We, as a nation, can choose to shut our eyes to this ticking time-bomb. We can continue to ignore the factionalism and intolerance brooding within the cathedrals of our educational empires. And wait for the day, that a generation is lost to the darkness of conservatism and violence.

Or instead, courageously, we can start to climb out of this darkness that hangs over our formal education institutions. We can decide, today – nay yesterday – that while intolerance and extremism exists in certain dark and despot corners of our country (even as we fight a war against it), that we will not allow it to fester and breed in education seminaries and institutions. That we are not so impotent as to allow extremists fester our schools, and hold hostage the entire project of national education through the barrel of a misguided religious philosophy. We can open our eyes to the fact that the destiny of our nation – that the destiny of all nations, throughout history, in each popular revolution – has been written by the students and the scholars: students overthrew the French Monarchy in the 1700s; it was the university and college students that trailed Jinnah and Gandhi against imperial power; it was students who followed Khomeini to his messianic assent; it was students who formed the foundational support of Bhutto and Mujeeb-ur-Rehman.

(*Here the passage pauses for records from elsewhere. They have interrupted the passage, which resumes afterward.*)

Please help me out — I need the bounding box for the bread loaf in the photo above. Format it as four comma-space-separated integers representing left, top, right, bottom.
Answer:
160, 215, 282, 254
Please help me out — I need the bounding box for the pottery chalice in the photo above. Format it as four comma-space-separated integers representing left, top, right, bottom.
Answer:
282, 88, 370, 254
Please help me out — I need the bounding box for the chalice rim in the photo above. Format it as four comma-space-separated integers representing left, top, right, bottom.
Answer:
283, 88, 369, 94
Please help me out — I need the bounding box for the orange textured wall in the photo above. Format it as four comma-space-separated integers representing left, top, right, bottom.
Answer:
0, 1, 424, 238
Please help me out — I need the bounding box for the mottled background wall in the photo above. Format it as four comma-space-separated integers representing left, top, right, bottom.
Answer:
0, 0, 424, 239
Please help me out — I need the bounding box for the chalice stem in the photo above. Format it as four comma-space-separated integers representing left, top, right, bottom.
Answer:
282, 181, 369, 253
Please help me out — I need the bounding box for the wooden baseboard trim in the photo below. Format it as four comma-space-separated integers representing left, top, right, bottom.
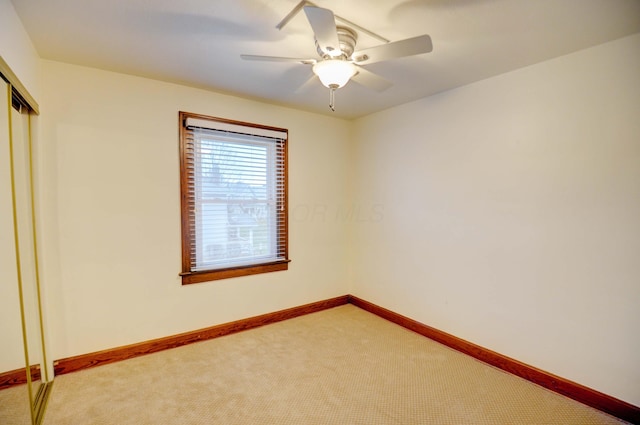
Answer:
348, 295, 640, 424
0, 367, 28, 390
0, 365, 42, 391
53, 295, 349, 376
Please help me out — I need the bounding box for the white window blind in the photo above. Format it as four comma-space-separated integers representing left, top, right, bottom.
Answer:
183, 117, 287, 273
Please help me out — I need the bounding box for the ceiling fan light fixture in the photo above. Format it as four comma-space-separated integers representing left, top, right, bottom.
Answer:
312, 60, 357, 88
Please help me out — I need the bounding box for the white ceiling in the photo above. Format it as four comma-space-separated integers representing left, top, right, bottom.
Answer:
10, 0, 640, 119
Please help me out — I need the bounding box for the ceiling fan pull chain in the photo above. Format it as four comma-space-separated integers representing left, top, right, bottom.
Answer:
329, 86, 336, 111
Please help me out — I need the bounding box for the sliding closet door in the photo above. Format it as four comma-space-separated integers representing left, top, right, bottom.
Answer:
11, 97, 45, 409
0, 79, 32, 424
0, 62, 50, 423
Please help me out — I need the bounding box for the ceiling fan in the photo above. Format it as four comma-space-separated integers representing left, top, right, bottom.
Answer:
241, 5, 433, 111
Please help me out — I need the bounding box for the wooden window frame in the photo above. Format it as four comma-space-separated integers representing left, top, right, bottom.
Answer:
179, 111, 289, 285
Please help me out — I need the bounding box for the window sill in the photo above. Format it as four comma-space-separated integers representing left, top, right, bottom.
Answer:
181, 260, 290, 285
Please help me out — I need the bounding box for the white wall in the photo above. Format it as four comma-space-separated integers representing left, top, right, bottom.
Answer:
351, 33, 640, 405
0, 0, 40, 101
38, 60, 352, 359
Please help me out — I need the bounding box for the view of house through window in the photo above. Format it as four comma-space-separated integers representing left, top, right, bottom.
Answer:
179, 112, 288, 284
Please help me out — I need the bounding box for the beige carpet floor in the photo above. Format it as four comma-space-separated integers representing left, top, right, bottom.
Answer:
0, 383, 32, 424
40, 305, 628, 425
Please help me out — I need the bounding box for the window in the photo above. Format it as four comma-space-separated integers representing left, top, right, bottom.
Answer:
179, 112, 289, 284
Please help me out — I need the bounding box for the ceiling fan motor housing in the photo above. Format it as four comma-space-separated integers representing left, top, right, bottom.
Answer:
315, 26, 358, 59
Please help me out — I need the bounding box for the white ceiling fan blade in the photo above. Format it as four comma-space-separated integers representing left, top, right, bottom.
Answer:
240, 54, 316, 65
352, 35, 433, 65
351, 66, 393, 92
303, 6, 342, 57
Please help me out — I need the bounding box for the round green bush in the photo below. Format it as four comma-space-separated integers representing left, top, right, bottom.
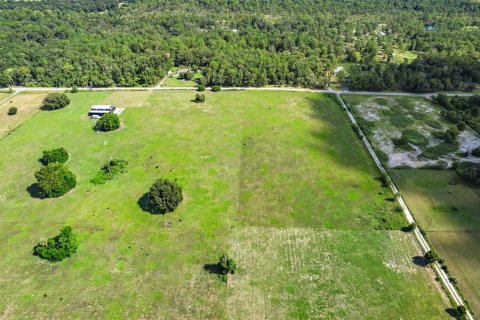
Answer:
7, 106, 17, 115
94, 113, 120, 132
194, 93, 205, 103
197, 84, 206, 92
34, 163, 77, 198
40, 147, 69, 165
148, 178, 183, 214
41, 93, 71, 111
211, 85, 221, 92
33, 226, 79, 262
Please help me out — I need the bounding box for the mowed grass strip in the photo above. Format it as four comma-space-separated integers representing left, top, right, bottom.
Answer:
390, 168, 480, 315
0, 92, 47, 139
0, 91, 444, 318
228, 227, 449, 319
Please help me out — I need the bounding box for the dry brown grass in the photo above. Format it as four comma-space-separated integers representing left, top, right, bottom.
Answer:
0, 93, 47, 138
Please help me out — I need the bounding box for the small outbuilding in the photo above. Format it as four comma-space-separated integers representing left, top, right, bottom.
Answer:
89, 105, 116, 117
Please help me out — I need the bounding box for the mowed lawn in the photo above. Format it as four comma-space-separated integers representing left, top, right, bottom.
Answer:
0, 91, 448, 319
391, 169, 480, 315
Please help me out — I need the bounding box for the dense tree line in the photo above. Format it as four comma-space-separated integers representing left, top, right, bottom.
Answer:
349, 53, 480, 92
0, 0, 478, 89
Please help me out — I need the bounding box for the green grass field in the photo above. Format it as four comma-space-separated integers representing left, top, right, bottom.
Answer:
0, 91, 449, 318
392, 49, 418, 64
391, 169, 480, 315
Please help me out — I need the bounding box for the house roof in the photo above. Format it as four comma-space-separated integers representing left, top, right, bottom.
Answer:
91, 105, 114, 110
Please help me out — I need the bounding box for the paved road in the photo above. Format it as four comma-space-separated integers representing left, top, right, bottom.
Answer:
336, 94, 474, 320
2, 86, 477, 97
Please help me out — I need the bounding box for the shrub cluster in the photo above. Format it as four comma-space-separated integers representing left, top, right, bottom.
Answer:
35, 162, 77, 198
40, 147, 69, 165
33, 226, 79, 262
424, 250, 440, 264
7, 106, 17, 115
211, 85, 221, 92
91, 159, 128, 184
458, 163, 480, 185
197, 84, 206, 92
148, 178, 183, 214
41, 93, 71, 110
94, 113, 120, 132
219, 254, 237, 275
194, 93, 205, 103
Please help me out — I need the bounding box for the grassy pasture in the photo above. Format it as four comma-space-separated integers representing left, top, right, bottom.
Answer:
391, 169, 480, 315
229, 228, 448, 319
100, 90, 153, 107
0, 91, 449, 318
0, 92, 47, 139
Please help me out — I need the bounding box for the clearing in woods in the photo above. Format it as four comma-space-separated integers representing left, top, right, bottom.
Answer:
0, 90, 449, 318
390, 168, 480, 315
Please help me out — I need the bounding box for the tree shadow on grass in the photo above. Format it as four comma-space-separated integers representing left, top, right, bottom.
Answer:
137, 192, 152, 213
412, 255, 428, 267
203, 262, 223, 275
26, 183, 44, 199
445, 308, 460, 318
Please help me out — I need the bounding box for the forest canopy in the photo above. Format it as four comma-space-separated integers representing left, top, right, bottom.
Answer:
0, 0, 478, 91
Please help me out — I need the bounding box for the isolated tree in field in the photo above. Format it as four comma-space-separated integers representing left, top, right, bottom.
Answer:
41, 93, 70, 110
219, 254, 237, 275
147, 178, 183, 214
33, 226, 79, 262
194, 93, 205, 103
40, 147, 69, 165
7, 106, 17, 115
34, 163, 76, 198
211, 85, 221, 92
94, 113, 120, 132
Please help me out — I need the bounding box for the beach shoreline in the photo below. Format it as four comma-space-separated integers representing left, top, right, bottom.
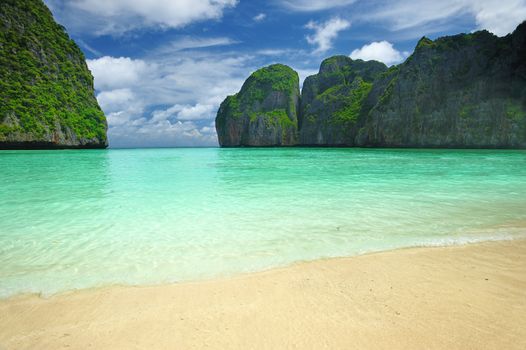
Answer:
1, 239, 525, 349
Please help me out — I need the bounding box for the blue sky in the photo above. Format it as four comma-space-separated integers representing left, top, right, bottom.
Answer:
44, 0, 526, 148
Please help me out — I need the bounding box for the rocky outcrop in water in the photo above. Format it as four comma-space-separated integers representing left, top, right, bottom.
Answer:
357, 24, 526, 148
216, 21, 526, 148
299, 56, 387, 145
216, 64, 299, 146
0, 0, 107, 149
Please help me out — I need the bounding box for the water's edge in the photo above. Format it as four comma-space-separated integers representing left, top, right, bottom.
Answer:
3, 233, 525, 301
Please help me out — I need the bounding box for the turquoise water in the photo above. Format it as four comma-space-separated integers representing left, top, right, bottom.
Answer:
1, 148, 526, 297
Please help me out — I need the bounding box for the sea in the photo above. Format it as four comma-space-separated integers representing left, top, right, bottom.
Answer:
1, 148, 525, 297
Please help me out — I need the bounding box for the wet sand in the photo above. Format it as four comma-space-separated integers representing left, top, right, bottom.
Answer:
1, 239, 525, 349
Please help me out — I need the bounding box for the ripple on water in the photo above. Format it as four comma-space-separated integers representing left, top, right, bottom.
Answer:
1, 148, 526, 297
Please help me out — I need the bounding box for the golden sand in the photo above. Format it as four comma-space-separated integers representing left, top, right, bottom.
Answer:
1, 239, 525, 349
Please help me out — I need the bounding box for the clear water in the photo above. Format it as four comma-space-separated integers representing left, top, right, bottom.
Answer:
1, 148, 526, 298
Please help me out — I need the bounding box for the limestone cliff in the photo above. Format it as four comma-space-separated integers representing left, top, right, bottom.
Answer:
215, 64, 299, 146
299, 56, 387, 145
0, 0, 107, 149
356, 23, 526, 148
216, 22, 526, 148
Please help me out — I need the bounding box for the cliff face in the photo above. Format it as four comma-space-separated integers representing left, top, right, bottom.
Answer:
215, 64, 300, 146
216, 21, 526, 148
357, 23, 526, 148
0, 0, 107, 149
300, 56, 387, 145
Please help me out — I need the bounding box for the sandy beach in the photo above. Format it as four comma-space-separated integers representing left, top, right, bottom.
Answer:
1, 239, 525, 349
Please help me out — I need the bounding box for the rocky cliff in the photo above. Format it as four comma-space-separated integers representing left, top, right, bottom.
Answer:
357, 23, 526, 148
0, 0, 107, 149
216, 21, 526, 148
215, 64, 299, 146
300, 56, 387, 145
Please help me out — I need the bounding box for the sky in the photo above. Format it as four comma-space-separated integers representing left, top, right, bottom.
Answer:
44, 0, 526, 148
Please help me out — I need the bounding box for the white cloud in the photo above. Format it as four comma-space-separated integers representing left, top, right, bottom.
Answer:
362, 0, 526, 36
76, 39, 102, 57
151, 104, 216, 122
109, 119, 218, 148
279, 0, 356, 11
253, 13, 266, 22
277, 0, 525, 37
257, 49, 289, 56
178, 104, 216, 120
305, 17, 351, 54
159, 37, 239, 53
46, 0, 238, 35
86, 48, 254, 147
96, 89, 136, 113
350, 41, 408, 66
87, 57, 153, 90
364, 1, 468, 32
471, 0, 526, 36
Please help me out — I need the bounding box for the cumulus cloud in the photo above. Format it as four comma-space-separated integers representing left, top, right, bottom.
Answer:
350, 41, 408, 66
96, 89, 136, 113
151, 104, 216, 122
46, 0, 238, 35
471, 0, 526, 36
87, 57, 153, 90
253, 13, 266, 22
86, 48, 254, 147
279, 0, 356, 11
305, 17, 351, 54
109, 119, 218, 148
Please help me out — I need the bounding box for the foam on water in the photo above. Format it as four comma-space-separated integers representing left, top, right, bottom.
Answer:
1, 148, 526, 297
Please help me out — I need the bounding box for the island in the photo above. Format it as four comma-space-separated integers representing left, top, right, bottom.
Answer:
216, 21, 526, 148
0, 0, 107, 149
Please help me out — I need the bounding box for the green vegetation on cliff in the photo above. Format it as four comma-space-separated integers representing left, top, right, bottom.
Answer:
250, 108, 295, 128
248, 64, 299, 93
299, 56, 387, 145
332, 79, 373, 124
506, 101, 526, 122
221, 94, 242, 118
215, 64, 300, 146
239, 64, 299, 107
0, 0, 107, 148
216, 21, 526, 148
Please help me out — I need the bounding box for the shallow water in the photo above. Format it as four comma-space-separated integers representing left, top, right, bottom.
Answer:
1, 148, 526, 297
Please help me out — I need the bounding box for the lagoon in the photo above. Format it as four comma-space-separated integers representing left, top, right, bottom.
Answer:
1, 148, 526, 298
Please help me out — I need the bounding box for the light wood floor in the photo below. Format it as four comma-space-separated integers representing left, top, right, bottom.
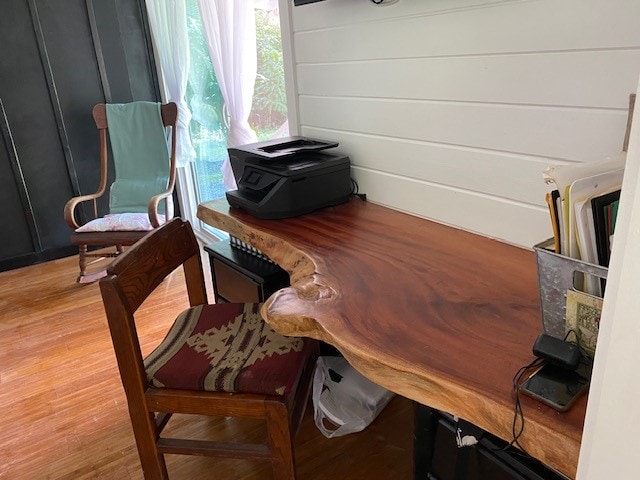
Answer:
0, 251, 413, 479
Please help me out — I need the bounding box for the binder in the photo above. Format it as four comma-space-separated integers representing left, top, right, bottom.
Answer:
591, 189, 621, 267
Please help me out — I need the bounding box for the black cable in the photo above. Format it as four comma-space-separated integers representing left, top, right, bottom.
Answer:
565, 328, 594, 361
508, 357, 545, 454
495, 333, 592, 461
370, 0, 385, 4
489, 357, 544, 457
563, 329, 574, 341
350, 178, 367, 201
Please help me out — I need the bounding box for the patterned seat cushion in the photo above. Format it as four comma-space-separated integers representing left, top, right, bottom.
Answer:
144, 303, 312, 397
75, 213, 166, 232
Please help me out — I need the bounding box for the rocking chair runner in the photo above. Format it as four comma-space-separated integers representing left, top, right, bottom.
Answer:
63, 101, 178, 283
99, 218, 318, 479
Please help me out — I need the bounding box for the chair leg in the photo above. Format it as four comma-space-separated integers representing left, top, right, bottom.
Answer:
265, 401, 296, 480
128, 409, 169, 480
77, 245, 88, 282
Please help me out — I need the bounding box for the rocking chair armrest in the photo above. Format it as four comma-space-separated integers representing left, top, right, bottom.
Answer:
64, 192, 105, 229
148, 189, 175, 228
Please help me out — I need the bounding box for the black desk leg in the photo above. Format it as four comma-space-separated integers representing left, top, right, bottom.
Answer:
414, 402, 439, 480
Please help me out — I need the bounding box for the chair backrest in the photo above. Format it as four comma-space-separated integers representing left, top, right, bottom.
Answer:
92, 102, 178, 215
99, 218, 207, 375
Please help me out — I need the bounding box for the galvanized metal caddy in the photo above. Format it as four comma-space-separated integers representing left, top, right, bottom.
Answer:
533, 239, 608, 339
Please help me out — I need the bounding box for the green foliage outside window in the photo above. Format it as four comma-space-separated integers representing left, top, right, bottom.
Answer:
252, 9, 288, 137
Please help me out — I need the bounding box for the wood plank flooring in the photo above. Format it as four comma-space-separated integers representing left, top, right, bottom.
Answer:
0, 251, 413, 479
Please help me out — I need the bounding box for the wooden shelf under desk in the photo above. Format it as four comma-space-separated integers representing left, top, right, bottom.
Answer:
197, 197, 585, 479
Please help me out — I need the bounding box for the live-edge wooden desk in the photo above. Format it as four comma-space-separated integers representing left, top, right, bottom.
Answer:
197, 198, 585, 479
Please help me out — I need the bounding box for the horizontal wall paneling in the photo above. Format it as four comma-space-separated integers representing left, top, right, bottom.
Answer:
299, 96, 627, 163
301, 126, 552, 206
297, 50, 640, 110
287, 0, 640, 246
293, 0, 640, 62
352, 167, 551, 247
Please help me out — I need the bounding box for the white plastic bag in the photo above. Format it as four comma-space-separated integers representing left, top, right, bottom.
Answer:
312, 356, 395, 438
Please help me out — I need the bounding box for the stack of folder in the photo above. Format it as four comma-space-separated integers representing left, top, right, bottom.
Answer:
543, 154, 625, 295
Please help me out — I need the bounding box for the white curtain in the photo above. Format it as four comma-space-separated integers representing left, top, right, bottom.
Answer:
198, 0, 258, 189
254, 0, 278, 9
145, 0, 196, 168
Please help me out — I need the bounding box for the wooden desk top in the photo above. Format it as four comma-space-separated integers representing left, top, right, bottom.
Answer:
198, 198, 585, 478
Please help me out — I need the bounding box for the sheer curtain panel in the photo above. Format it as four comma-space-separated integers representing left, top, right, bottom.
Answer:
145, 0, 196, 167
197, 0, 258, 189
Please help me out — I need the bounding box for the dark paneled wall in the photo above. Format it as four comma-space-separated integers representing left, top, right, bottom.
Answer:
0, 0, 159, 271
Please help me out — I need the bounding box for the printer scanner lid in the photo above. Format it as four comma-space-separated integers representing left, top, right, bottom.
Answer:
228, 136, 349, 178
232, 136, 338, 159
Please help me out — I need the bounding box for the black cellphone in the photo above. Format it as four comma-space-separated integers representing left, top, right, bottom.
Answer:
519, 361, 590, 412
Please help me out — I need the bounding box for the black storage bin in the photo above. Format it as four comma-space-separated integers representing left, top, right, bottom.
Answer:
204, 240, 289, 304
414, 405, 569, 480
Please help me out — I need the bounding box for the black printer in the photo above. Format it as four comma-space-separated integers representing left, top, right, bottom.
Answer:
225, 136, 352, 219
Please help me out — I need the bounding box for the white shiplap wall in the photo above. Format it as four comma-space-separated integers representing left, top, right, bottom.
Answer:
282, 0, 640, 248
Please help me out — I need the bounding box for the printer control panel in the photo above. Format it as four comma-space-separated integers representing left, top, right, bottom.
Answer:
239, 167, 280, 192
244, 170, 263, 186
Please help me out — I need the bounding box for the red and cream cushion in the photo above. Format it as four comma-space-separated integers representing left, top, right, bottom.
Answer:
144, 303, 312, 397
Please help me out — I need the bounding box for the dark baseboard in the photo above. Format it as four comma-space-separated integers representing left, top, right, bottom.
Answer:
0, 245, 79, 273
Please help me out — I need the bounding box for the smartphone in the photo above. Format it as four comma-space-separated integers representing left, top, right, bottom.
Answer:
520, 361, 590, 412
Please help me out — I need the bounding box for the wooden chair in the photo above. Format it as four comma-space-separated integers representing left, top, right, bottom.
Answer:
99, 218, 318, 479
64, 102, 178, 283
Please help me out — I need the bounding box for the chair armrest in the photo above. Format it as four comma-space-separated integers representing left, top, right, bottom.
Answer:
64, 193, 105, 229
148, 189, 175, 228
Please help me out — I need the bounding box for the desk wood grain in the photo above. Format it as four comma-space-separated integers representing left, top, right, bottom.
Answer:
198, 198, 585, 479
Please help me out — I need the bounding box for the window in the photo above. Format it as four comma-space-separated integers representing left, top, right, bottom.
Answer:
179, 0, 288, 241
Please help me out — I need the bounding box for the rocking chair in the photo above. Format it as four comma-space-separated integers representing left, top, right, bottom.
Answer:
63, 101, 177, 283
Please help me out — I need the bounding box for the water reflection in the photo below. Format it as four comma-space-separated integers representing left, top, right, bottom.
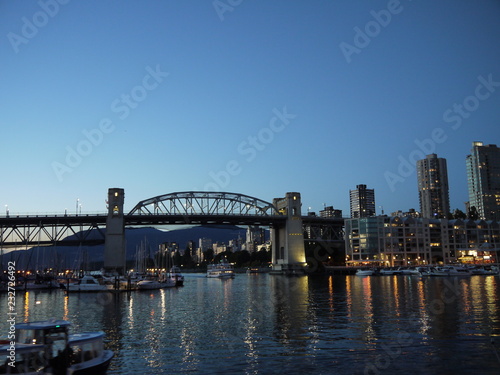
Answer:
1, 274, 499, 374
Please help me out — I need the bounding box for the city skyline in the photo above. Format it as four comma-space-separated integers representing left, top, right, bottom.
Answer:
1, 1, 500, 216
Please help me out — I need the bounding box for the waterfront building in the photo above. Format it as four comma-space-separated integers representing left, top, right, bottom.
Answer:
466, 142, 500, 220
344, 216, 383, 265
349, 184, 376, 218
417, 154, 450, 218
345, 216, 499, 266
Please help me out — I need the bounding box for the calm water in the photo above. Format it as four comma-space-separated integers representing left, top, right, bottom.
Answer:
1, 274, 500, 374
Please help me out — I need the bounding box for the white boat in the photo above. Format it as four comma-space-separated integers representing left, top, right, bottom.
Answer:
379, 268, 399, 275
64, 275, 108, 292
402, 267, 421, 276
355, 269, 374, 276
416, 267, 433, 276
470, 266, 499, 275
136, 278, 175, 290
15, 280, 60, 291
0, 319, 113, 374
169, 266, 184, 286
207, 260, 235, 278
430, 266, 471, 276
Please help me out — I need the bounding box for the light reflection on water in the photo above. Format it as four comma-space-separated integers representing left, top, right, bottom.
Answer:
1, 274, 500, 374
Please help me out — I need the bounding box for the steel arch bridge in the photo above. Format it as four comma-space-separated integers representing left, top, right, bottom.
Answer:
128, 191, 279, 217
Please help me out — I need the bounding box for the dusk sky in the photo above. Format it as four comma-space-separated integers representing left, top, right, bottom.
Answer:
1, 0, 500, 216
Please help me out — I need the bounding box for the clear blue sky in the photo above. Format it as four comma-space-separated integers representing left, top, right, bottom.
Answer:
1, 0, 500, 216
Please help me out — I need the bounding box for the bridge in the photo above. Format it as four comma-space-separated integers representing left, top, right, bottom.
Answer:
0, 188, 344, 274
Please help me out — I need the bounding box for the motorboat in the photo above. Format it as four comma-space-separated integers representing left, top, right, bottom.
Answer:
430, 266, 471, 276
401, 267, 421, 276
416, 267, 433, 276
136, 278, 175, 290
207, 260, 235, 278
469, 266, 499, 275
355, 269, 374, 276
0, 319, 113, 374
63, 275, 108, 292
169, 266, 184, 286
15, 280, 60, 291
379, 268, 399, 275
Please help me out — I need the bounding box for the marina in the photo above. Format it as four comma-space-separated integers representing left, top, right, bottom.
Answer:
1, 273, 499, 374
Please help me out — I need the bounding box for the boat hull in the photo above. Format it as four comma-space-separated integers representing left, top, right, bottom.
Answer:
355, 270, 374, 276
207, 273, 235, 279
71, 350, 114, 375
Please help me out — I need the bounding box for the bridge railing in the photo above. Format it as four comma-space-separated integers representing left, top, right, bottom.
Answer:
0, 212, 108, 218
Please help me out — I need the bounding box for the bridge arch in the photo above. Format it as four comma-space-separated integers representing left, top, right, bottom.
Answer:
128, 191, 279, 217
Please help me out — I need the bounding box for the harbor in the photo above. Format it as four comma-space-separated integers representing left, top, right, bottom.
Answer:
1, 273, 499, 374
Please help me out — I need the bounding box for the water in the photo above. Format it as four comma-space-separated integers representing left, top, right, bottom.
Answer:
1, 274, 500, 374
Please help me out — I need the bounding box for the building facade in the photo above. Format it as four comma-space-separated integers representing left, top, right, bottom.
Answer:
466, 142, 500, 220
349, 184, 375, 218
345, 216, 499, 266
417, 154, 450, 218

And if we, today, lose our students to an organization of conservatism and hatred, we might forever lose the chance of turning a fresh page on the tide of violence in this country.

The official facebook page of IJT, a part of its media cell, declares the following:

“Make your Facebook, Twitter, Instagram and all other social media and evidence FOR you and not against you on the day of judgment! Even when “Write” online or “post” a pic, it is still being recorded by the angels and we shall be held accountable for everything.” (grammar mistakes, as quoted)

You better believe it, IJT. For once, we agree: you will have to answer for it. You better believe it!